Trumbull school officials had even considered canceling a football game between Central and Trumbull high schools Friday night because of the rumors, but decided against it.

The game went on as planned without incident.

My sources tell me that the aforementioned game went "without incident" because it was attended by dozens of Bridgeport cops. Cops have also been hanging around Notre Dame High School in Fairfield, where, it is rumored, some local black kids have been seen lurking, in search of payback for the bogus suicide. This is because Notre Dame is the alma mater of one of the young chuckleheads involved with the White Wolves. This young man's father, I am told, is very highly placed in the Fabrizi administration, and I mean very highly placed.

More than usual tonight, I am in no mood to hear any bullshit about how this country is over its racial problems. This is probably the first you have heard of the White Wolves and their depradations in Southern Connecticut. You may hear more about them here. And I would not be at all shocked to hear hundreds of similar stories out of hundreds of other places in this country where money is tight, things aren't going well, and black people are convenient targets of white rage -- if I had connections in those places like the ones I have back home.

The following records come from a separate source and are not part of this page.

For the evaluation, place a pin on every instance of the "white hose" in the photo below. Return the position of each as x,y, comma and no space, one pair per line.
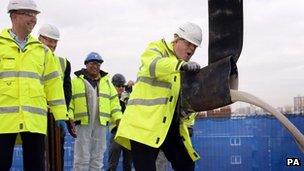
248,98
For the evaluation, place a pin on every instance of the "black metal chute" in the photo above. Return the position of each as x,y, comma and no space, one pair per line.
225,29
210,87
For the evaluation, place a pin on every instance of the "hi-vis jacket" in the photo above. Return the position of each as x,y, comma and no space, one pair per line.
109,107
28,82
152,102
61,65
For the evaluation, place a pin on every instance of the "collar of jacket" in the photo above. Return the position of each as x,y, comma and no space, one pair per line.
6,35
169,46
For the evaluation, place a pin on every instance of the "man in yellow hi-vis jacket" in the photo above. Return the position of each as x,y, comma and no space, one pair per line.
28,82
94,105
152,120
50,35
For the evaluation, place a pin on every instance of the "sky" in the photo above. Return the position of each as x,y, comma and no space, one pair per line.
271,65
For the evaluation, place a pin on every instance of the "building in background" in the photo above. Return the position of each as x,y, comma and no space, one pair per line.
298,104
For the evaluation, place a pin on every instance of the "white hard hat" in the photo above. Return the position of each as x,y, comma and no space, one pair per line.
190,32
22,4
49,31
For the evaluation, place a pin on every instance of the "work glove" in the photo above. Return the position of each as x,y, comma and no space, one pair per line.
71,128
190,66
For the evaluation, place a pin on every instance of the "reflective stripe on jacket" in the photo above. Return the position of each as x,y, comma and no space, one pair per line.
28,82
61,65
152,102
109,108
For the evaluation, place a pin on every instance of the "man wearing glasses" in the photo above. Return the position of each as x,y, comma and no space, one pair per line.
123,91
28,82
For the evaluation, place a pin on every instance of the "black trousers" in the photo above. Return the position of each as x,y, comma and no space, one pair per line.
33,145
144,156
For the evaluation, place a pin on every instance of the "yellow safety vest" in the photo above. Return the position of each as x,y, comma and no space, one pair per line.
152,102
28,82
61,65
109,107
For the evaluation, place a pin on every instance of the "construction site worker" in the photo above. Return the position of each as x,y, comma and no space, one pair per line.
161,160
49,35
152,119
29,80
119,81
94,105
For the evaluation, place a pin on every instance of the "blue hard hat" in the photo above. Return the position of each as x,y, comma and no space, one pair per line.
93,56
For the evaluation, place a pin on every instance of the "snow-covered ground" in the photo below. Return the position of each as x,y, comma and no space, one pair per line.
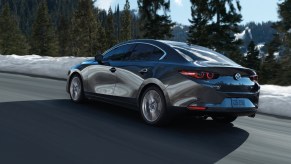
273,100
55,67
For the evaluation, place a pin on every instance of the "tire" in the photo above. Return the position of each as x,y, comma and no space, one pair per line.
76,90
225,119
153,107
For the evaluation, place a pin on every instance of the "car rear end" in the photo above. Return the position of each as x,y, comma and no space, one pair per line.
212,85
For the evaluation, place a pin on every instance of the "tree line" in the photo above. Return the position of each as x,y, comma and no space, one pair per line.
78,28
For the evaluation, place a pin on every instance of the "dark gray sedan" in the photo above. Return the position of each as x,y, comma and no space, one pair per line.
163,78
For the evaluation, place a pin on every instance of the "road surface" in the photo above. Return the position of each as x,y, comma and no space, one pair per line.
39,124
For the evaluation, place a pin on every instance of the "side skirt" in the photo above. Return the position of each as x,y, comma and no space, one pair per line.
130,103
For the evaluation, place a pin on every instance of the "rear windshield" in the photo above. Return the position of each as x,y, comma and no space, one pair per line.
191,53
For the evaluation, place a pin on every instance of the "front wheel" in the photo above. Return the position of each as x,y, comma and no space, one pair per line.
153,107
76,89
224,119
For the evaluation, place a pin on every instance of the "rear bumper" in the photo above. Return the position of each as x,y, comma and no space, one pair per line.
217,111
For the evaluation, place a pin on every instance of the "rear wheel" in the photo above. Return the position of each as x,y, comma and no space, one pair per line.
76,89
224,119
153,107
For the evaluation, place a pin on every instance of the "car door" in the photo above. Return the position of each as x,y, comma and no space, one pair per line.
102,77
136,67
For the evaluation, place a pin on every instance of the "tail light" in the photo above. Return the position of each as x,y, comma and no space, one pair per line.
254,78
200,75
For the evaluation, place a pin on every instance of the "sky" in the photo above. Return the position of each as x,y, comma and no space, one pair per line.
252,10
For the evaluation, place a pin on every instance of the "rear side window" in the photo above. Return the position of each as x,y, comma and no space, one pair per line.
146,52
195,54
119,53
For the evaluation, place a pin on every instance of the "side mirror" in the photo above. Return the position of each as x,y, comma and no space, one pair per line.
99,59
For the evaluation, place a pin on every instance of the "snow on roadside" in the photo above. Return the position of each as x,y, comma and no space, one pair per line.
56,67
273,99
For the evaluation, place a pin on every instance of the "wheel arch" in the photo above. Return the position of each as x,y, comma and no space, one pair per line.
71,74
152,82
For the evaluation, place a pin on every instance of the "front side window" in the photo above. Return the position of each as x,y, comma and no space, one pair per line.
146,52
119,53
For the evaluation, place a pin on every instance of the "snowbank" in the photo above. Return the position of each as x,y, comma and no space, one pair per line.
273,99
56,67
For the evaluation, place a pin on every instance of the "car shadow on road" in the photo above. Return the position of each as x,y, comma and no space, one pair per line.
60,131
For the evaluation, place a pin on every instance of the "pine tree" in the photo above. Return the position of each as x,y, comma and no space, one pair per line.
252,58
270,66
279,71
126,22
111,38
214,23
64,38
43,39
12,41
85,30
155,26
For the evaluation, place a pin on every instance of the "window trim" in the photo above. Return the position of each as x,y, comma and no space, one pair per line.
117,46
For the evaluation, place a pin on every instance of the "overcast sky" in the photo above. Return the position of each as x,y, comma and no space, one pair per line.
252,10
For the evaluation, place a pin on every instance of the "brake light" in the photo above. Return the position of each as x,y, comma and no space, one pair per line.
199,75
254,78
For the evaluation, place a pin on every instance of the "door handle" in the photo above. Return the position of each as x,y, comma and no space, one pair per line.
112,69
144,70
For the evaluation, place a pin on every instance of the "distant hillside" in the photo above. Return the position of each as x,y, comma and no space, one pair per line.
260,33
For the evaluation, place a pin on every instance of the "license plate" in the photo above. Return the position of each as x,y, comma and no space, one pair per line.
238,103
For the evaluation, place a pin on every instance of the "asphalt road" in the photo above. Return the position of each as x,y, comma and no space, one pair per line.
39,124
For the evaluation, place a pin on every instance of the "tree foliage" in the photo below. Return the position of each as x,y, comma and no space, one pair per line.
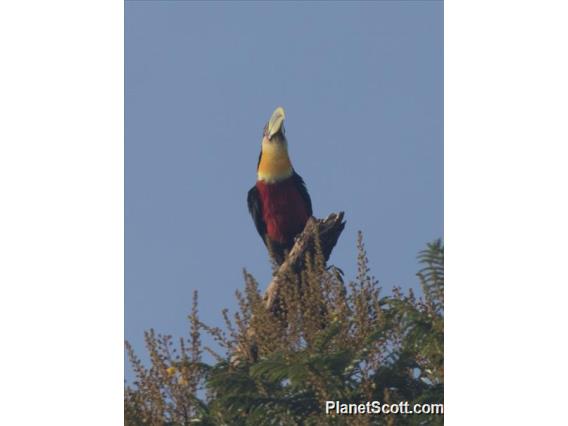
329,341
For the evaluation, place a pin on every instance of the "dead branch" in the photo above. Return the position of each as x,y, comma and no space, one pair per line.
328,230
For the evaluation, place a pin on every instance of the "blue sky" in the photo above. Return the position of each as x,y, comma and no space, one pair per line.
362,85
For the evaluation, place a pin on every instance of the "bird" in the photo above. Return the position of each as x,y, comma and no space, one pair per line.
279,202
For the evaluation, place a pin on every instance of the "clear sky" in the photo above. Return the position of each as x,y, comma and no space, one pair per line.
362,85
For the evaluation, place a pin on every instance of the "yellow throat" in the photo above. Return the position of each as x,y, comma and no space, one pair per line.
274,162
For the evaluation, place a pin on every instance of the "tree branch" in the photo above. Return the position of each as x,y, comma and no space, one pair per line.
328,230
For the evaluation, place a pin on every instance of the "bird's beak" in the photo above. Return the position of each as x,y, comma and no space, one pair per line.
276,122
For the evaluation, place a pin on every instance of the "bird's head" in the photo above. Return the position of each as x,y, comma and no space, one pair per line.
274,129
274,164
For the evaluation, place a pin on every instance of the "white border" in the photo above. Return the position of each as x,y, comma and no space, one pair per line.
61,230
506,211
61,214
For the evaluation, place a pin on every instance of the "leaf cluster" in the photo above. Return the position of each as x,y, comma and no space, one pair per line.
329,340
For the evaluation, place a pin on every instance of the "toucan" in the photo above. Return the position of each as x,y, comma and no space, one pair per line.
279,202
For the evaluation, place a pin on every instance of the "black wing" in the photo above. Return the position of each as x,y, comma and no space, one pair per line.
255,209
301,185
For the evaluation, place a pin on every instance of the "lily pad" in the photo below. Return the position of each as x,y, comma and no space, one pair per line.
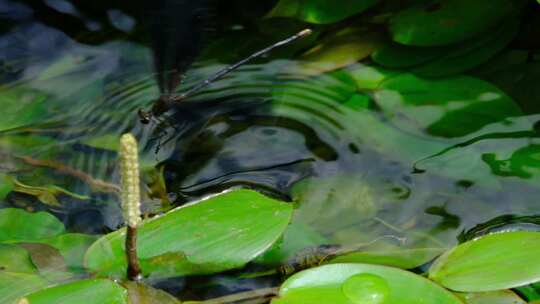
361,284
320,11
219,233
14,258
19,225
493,262
492,297
14,285
91,291
446,22
463,58
344,48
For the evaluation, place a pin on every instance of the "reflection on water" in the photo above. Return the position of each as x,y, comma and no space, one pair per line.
363,151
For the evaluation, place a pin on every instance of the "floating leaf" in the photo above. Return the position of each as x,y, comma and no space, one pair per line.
493,262
320,11
14,285
361,284
447,21
14,258
492,297
17,224
394,55
463,58
215,234
91,291
342,49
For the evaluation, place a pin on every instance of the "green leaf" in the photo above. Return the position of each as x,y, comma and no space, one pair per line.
342,49
14,285
394,55
362,284
523,163
448,21
449,107
496,261
19,225
91,291
465,57
219,233
492,297
320,11
14,258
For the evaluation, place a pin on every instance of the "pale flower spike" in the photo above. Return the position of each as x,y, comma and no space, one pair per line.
129,172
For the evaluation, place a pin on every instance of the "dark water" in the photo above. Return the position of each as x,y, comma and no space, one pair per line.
360,165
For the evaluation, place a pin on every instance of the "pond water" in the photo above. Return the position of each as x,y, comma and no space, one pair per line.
372,143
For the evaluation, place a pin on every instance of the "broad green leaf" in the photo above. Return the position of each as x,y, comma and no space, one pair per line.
523,163
395,55
143,294
449,107
493,262
219,233
46,194
492,297
72,247
19,225
448,21
14,285
361,284
297,237
465,57
14,258
320,11
342,49
90,291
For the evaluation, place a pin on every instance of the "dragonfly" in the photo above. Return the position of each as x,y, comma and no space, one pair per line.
166,101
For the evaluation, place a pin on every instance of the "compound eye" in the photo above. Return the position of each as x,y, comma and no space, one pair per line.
144,117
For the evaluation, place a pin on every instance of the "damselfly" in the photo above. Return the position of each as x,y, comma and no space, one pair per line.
165,102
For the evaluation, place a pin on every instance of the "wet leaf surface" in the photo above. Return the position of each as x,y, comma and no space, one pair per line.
496,261
17,224
220,233
361,283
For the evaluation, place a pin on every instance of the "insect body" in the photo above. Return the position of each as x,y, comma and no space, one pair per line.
165,102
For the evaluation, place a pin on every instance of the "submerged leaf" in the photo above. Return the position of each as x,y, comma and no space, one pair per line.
492,297
143,294
19,225
219,233
361,284
445,22
493,262
320,11
91,291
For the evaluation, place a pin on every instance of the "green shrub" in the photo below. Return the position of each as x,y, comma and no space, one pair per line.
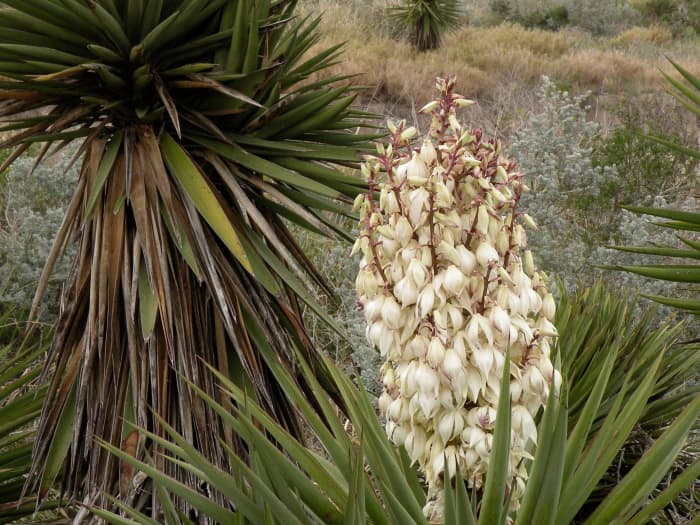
32,211
643,168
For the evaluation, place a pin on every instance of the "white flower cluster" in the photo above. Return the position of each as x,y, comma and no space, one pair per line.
447,286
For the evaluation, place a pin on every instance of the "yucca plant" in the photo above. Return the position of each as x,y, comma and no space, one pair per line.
20,405
687,92
451,296
359,477
201,134
426,21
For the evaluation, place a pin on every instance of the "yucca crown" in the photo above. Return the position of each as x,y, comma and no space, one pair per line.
203,124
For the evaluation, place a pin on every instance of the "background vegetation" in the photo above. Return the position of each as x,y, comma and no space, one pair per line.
570,86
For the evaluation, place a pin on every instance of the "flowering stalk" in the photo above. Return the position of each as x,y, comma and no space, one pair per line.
447,286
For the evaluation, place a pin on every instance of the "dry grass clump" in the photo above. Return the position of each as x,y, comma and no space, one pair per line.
513,36
498,65
656,35
605,69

CONDOLENCES ON THE DEATH OF YOUR DYNASTY. As usual, I am far more sympathetic toward my nemeses once they have taken a fall. The Yankees fell hard last night in a masterfully-pitched shutout. The ghosts of Gehrig and Ruth did not waft any of the Bombers' weak fly balls over the fence. This series was a Yankee-spanking more portentious than the Diamondbacks' and even the Angels', because the team did not look at all like its old self. Pettite pitched beautifully, and for one spectacular play Jeter was as we will remember him when he goes to the Hall, the best shortstop New York ever had. But when the home-plate umpire isn't cutting Yankee batters slack on close pitches, you can smell dynastic death in the air.

It was a hell of a post-season, and I'm glad it's over. Now if I can just stopping writing this stupid weblog, maybe I can get something done.
HUBBA HUBBA. So nice to visit IP and feel something other than blind rage. One cavil, Professor: when you employ Oliver Willis as a guest-blogger, you should offer proper attribution.
AND ON THE SEVENTH DAY, DERB RAVED. John Derbyshire has found a fresh source of anguish: "The Boondocks." Fans of this neat little comic strip will appreciate that Derbyshire considers the following to be its first principles: "White people are scum. Black people are wise and good, except that... Any black person not an anti-war white-hating socialist is a self-loathing moral criminal with a tortured soul..."

In the immortal words of Iggy, "You can't understand 'cause you don't understand 'cause you can't understand."

Anyway Lileks got there first with a much more balanced take. (He did sour on the strip later, on the perfectly valid ideological grounds that it bored him anymore.)

The strip has also been discussed at Free Republic, and it's interesting to note that Derbyshire is angrier about it than those guys. When you're out-winging Free Republic, it's time for a vacation at the very least.